Dante Basco, who played Rufio opposite Williams' grown-up Peter Pan in "Hook," wrote on his blog that Williams was "one of the greatest I've been able to work with and be around."
Basco also said: "I was lucky to work with him as an actor and witness first hand the magic of what made him a legend, the wit and other worldly improv skills. … With 'Hook' and so many other films, I, like millions of others became a fan and was always delightfully surprised by the performances he managed to produce, but with his passing, I can't help to feel, along with my generation … I can't help feeling like it's the death of my childhood. I guess we can't stay in Neverland forever, we must all [grow] up."
Actor and comedian Gilbert Gottfried costarred with Williams in Disney's hit animated movie "Aladdin," but as he recounted in a CNN piece, they recorded their lines separately and didn't cross paths.
"When I saw the film for the first time at the premiere, I was able to laugh along with the rest of the audience at Robin's performance," Gottfried wrote. "I had never heard it before."
Gottfried did often bump into Williams on the comedy circuit, however, and said, "Riffing with Robin Williams was extremely invigorating — and extremely exhausting. I knew I had to be on my toes every second. And when we would actually connect onstage, it was electric for me. To see Robin perform was an experience. He was more than a comedian. He was a comedy force of nature."
Alan Alda, who co-hosted the Academy Awards with Williams and Jane Fonda in 1986, penned a piece for Time describing Williams as a singular talent but also a troubled mind.
Alda wrote, "Where did his fearlessness come from? The night that he and Jane Fonda and I hosted the Academy Awards show together, he kept coming up with outrageous jokes in the wings. But before he went out on stage, he seemed to be using me as his taste monitor. He would think of a line and say, 'Is that too tasteless?' Invariably, I'd say, 'Yes, it's too tasteless,' and invariably he'd go on stage, say the line and kill with it."
Alda added, "Unfortunately, sometimes the mind that runs so fast it can't keep up with itself also has its down time.
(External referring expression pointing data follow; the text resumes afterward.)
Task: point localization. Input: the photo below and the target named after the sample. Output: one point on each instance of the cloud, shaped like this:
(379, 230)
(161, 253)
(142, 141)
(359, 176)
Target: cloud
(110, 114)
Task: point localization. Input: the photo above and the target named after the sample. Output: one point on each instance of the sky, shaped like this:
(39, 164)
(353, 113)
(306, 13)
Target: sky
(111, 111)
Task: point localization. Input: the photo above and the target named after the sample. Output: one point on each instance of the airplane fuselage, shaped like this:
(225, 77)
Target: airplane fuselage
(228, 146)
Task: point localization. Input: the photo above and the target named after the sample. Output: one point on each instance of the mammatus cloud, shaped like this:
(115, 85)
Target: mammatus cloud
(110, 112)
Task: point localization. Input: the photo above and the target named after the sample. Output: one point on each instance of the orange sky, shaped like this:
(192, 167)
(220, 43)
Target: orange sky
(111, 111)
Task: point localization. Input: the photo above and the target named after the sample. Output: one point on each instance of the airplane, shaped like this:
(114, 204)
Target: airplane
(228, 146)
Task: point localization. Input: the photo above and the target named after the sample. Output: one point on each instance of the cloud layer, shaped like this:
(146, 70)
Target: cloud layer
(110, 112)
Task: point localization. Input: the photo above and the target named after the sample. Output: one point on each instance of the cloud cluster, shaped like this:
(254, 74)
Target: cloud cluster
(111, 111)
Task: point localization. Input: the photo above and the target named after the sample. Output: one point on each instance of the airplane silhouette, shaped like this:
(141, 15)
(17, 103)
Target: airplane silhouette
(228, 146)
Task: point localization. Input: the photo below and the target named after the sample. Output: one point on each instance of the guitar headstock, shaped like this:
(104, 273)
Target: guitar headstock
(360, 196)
I didn't know he suffered from depression, although it doesn't surprise me. But it makes me want to do something. I hope it makes us all want to do something."
Jim Norton, also writing for Time, said he and his fellow comics all admired Williams. "No one will ever know exactly what Robin Williams was thinking and feeling when he made the decision to end his pain the way he did. But I do know he wasn't seeing himself the way the rest of us saw him."
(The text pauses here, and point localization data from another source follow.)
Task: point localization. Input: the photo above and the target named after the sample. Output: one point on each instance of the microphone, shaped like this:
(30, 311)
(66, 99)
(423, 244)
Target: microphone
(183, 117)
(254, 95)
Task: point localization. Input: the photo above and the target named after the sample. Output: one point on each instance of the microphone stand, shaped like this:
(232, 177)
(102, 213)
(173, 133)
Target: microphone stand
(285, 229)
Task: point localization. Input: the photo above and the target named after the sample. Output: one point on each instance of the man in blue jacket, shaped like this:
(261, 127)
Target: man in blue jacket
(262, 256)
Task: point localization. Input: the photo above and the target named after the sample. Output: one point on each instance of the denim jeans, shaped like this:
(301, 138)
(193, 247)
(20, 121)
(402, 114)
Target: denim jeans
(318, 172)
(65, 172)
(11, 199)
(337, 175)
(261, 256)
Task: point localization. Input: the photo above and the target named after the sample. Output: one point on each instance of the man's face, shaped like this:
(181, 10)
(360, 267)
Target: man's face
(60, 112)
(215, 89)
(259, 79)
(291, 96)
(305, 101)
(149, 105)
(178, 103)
Norton continued, "The funniest people I know always seem to be the ones surrounded by darkness. And that's probably why they're the funniest. The deeper the pit, the more humor you need to dig yourself out of it."
Paul F. Tomkins, another comedian inspired by Williams, wrote an appreciation for Fusion. "Robin Williams meant a lot to me when I was a kid," Tomkins said. "I knew nothing of drug use or depression. It never occurred to me that comedians, these magical creatures that I worshiped, ever felt anything other than the serene satisfaction derived from making people laugh. Eventually, I started doing stand-up myself, and I very quickly learned that comedians were all too human. "
Tomkins added, "Robin Williams will live on in shadows and light and sound, at least. He will continue to comfort weird little kids (and odd adults, for that matter) with his performances, those who know his work today and those who have yet to be born, who may experience him ten, fifty, a hundred years from now."